Breast cancer drug promises hope

12 April 2012

A drug that lowers oestrogen levels in women with hormone-sensitive breast cancer might save more than 1,000 lives a year if it was adopted throughout the UK, new research shows.

Switching from the gold-standard breast cancer treatment tamoxifen to the new drug exemestane after two or three years results in death rates falling by 17%.

The findings emerge from a study of 4,742 women who were treated for a total of five years and monitored for a further three.

Women were randomly assigned either to a full five years of tamoxifen, or treatment with tamoxifen followed by exemestane.

Giving women tamoxifen after surgery already reduces the risk of dying by 33% compared with no treatment. After another two to three years of exemestane, plus a further three years of post-treatment follow-up, survival is found to be significantly improved.

The chances of dying are now 50% lower than they would have been with no chemotherapy, and 17% lower than they were without the switch from tamoxifen.

The charity Cancer Research UK, whose scientists were involved in the study, said the treatment protocol would prevent an estimated 1,300 deaths each year if it was rolled out across the UK.

Professor Charles Coombes, director of The Cancer Research UK Laboratories and head of cancer medicine at Imperial College, London, said: "Tamoxifen has already saved the lives of many breast cancer patients. Our latest research shows that we can build on that success by treating women first with tamoxifen then switching to the new drug, exemestane.

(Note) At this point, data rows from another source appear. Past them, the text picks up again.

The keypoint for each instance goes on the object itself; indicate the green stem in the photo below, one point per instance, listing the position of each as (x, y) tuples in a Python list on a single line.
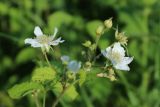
[(62, 93), (45, 55), (44, 99)]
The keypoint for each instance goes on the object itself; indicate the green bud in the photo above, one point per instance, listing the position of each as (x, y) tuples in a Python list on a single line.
[(108, 23), (121, 37), (87, 44)]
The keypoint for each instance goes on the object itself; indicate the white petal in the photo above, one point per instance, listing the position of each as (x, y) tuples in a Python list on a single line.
[(57, 41), (118, 48), (122, 67), (126, 60), (38, 31), (33, 42)]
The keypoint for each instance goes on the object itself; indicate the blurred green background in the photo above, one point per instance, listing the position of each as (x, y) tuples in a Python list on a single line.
[(77, 20)]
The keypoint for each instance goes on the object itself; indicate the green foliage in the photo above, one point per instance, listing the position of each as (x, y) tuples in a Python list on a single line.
[(23, 89), (43, 74), (92, 26)]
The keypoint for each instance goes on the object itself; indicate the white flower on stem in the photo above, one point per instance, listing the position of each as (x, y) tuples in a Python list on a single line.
[(42, 40), (65, 59), (116, 55), (74, 66)]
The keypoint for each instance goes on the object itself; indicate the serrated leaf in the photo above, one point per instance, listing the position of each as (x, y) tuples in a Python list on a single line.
[(43, 74), (23, 89), (92, 26), (70, 93), (57, 88), (59, 18)]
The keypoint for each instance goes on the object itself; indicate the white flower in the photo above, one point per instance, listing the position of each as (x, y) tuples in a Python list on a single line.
[(116, 55), (65, 59), (43, 40)]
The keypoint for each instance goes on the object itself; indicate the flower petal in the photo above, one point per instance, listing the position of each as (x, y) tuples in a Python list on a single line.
[(65, 59), (126, 60), (122, 67), (74, 66), (38, 31), (118, 48), (57, 41), (33, 42), (55, 32)]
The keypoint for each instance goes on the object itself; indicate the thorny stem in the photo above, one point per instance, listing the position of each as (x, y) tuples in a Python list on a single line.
[(45, 55), (44, 99)]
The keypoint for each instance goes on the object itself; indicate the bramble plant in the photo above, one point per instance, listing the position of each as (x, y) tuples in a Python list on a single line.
[(63, 81)]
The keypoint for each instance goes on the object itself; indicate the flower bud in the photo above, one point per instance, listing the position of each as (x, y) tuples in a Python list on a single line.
[(108, 23), (100, 30)]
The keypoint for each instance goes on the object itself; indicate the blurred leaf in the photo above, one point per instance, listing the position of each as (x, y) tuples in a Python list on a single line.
[(43, 74), (82, 77), (136, 25), (25, 55), (92, 26), (23, 89), (3, 8), (133, 98)]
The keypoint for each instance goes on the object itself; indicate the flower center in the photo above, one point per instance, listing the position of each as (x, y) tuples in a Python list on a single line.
[(116, 57), (43, 39)]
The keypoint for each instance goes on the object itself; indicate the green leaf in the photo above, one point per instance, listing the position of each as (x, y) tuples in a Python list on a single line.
[(70, 93), (57, 89), (25, 55), (92, 26), (82, 77), (23, 89), (43, 74), (59, 18)]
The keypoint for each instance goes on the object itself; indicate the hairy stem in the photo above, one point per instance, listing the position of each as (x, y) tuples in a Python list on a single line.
[(36, 100)]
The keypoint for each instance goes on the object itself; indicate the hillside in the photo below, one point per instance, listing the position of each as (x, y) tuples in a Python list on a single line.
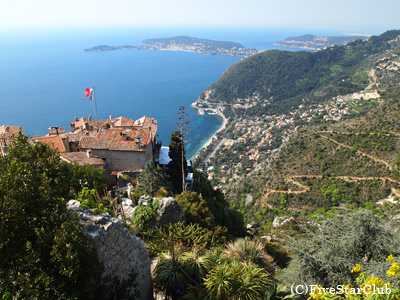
[(184, 43), (285, 78), (330, 146), (314, 42)]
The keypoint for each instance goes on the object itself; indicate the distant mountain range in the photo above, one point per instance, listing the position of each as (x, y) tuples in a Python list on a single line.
[(314, 42), (309, 130)]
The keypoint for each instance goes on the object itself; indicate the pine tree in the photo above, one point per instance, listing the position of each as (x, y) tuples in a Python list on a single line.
[(151, 179), (175, 165)]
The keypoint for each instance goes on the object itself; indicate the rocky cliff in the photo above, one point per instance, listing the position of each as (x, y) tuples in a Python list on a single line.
[(121, 253)]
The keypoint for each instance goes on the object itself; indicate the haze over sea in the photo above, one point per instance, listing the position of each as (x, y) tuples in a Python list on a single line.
[(43, 76)]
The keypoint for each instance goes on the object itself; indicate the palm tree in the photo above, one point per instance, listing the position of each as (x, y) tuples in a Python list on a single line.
[(247, 249), (236, 280)]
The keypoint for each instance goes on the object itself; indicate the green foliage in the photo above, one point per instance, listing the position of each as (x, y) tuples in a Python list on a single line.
[(143, 214), (151, 179), (178, 235), (249, 250), (90, 199), (195, 208), (44, 254), (288, 77), (88, 176), (325, 256), (197, 274), (237, 281), (175, 165)]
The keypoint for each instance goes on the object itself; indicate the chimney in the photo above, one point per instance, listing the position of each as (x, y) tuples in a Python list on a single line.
[(124, 136), (137, 141)]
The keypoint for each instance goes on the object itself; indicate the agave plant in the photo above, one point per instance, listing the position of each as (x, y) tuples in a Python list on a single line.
[(168, 276), (236, 280), (249, 250)]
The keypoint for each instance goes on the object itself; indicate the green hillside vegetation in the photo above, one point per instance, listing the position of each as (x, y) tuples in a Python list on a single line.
[(285, 78), (353, 163)]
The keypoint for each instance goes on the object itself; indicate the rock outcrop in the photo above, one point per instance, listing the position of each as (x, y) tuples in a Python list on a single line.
[(169, 211), (118, 250)]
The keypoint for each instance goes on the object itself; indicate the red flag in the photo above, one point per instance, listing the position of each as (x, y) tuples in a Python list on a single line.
[(89, 93)]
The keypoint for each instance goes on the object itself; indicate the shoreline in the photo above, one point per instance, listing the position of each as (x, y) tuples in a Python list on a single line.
[(210, 140)]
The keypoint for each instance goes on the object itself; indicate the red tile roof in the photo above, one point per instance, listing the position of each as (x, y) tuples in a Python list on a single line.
[(81, 158), (54, 141), (124, 135), (5, 129)]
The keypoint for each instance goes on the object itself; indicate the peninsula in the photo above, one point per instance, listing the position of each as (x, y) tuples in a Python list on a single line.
[(315, 43), (185, 43)]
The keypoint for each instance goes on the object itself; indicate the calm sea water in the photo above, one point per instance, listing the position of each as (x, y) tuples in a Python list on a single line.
[(43, 76)]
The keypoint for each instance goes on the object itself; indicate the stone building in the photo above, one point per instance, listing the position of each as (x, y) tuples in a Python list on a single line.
[(122, 143), (6, 133)]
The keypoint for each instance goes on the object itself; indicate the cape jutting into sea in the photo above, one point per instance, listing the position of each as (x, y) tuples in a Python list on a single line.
[(43, 76)]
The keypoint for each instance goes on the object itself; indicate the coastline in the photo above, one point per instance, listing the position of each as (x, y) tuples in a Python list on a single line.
[(211, 139)]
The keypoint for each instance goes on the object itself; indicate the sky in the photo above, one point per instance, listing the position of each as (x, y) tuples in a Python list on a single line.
[(358, 16)]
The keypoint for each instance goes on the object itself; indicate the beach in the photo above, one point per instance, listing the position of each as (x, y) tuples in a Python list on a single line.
[(211, 139)]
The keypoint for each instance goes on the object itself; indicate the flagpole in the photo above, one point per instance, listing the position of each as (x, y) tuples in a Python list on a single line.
[(95, 107)]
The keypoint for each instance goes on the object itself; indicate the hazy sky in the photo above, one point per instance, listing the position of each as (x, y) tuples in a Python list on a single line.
[(348, 15)]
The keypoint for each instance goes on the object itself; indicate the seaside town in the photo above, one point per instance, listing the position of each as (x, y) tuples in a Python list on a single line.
[(247, 139), (121, 146)]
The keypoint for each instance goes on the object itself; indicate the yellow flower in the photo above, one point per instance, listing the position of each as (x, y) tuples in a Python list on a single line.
[(394, 270), (318, 293), (390, 258), (356, 268)]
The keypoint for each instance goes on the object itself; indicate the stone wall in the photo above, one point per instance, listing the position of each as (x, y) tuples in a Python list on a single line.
[(118, 250), (125, 160)]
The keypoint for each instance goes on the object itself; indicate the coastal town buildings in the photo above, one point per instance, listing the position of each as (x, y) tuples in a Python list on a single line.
[(6, 133), (118, 144)]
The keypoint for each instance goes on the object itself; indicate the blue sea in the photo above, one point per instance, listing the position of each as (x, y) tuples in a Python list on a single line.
[(43, 76)]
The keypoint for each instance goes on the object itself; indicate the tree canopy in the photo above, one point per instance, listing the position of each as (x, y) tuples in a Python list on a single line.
[(44, 254)]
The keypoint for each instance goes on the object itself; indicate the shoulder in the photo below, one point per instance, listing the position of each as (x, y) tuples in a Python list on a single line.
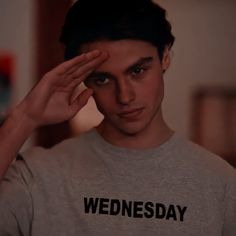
[(202, 160)]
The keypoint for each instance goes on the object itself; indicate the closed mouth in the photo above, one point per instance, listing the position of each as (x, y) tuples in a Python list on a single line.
[(130, 114)]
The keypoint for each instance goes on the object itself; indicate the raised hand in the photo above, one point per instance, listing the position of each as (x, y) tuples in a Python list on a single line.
[(53, 100)]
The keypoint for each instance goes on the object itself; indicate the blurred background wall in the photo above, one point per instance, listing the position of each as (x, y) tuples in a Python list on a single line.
[(203, 55)]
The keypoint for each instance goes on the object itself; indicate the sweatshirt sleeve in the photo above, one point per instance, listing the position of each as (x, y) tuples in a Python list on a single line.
[(15, 201)]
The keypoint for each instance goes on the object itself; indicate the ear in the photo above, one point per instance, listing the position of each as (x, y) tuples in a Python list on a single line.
[(165, 63)]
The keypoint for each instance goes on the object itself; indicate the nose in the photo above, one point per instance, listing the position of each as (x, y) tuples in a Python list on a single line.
[(125, 92)]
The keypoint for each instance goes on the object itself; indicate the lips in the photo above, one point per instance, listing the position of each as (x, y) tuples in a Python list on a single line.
[(131, 114)]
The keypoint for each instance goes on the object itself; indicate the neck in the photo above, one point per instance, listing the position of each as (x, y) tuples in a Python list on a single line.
[(152, 136)]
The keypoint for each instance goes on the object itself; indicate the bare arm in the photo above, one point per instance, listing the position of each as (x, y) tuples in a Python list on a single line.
[(51, 101)]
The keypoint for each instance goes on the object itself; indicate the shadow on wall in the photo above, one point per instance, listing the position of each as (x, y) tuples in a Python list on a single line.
[(214, 121)]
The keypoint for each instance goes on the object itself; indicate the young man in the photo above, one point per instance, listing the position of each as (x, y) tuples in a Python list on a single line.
[(131, 175)]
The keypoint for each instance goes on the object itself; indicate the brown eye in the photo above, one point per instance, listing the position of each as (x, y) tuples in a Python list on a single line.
[(137, 71), (101, 80)]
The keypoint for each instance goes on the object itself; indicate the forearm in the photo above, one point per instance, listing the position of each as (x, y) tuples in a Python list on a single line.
[(13, 133)]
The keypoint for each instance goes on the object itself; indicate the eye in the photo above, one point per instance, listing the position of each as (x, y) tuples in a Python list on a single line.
[(101, 80), (137, 70)]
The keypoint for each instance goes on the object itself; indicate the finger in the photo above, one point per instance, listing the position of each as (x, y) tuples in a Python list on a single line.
[(81, 100), (77, 81), (89, 67), (66, 66)]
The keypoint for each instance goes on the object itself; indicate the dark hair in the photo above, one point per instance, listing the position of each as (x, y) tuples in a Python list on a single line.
[(91, 20)]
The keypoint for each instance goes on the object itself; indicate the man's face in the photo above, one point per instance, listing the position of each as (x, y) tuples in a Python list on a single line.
[(128, 86)]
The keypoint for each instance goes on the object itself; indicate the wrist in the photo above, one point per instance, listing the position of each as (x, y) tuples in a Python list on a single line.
[(22, 121)]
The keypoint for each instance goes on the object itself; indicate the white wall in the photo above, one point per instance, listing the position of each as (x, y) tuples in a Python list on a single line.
[(203, 54), (204, 51), (17, 38)]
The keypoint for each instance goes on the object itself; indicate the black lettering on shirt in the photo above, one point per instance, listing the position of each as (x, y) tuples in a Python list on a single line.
[(135, 209)]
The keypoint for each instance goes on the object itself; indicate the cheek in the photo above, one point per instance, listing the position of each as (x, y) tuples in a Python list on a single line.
[(103, 100)]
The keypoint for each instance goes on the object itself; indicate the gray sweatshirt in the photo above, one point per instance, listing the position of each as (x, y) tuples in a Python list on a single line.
[(86, 186)]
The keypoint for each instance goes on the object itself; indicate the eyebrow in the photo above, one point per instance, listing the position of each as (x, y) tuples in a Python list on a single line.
[(141, 61)]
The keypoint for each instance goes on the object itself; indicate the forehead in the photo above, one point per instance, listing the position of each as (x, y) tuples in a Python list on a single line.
[(122, 53)]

"This is the first time any hormone treatment has been shown to reduce the death rate more than tamoxifen alone. Switching drugs also seems to avoid the side-effects of long-term tamoxifen therapy, such as cancer of the womb and deep vein thrombosis."

Cancer Research UK's medical director Professor John Toy said: "These results are really very encouraging because they suggest that a sequence of tamoxifen and exemestane could help reduce breast cancer deaths. We will continue to follow the results of this study to see how well the women fare in the long-term."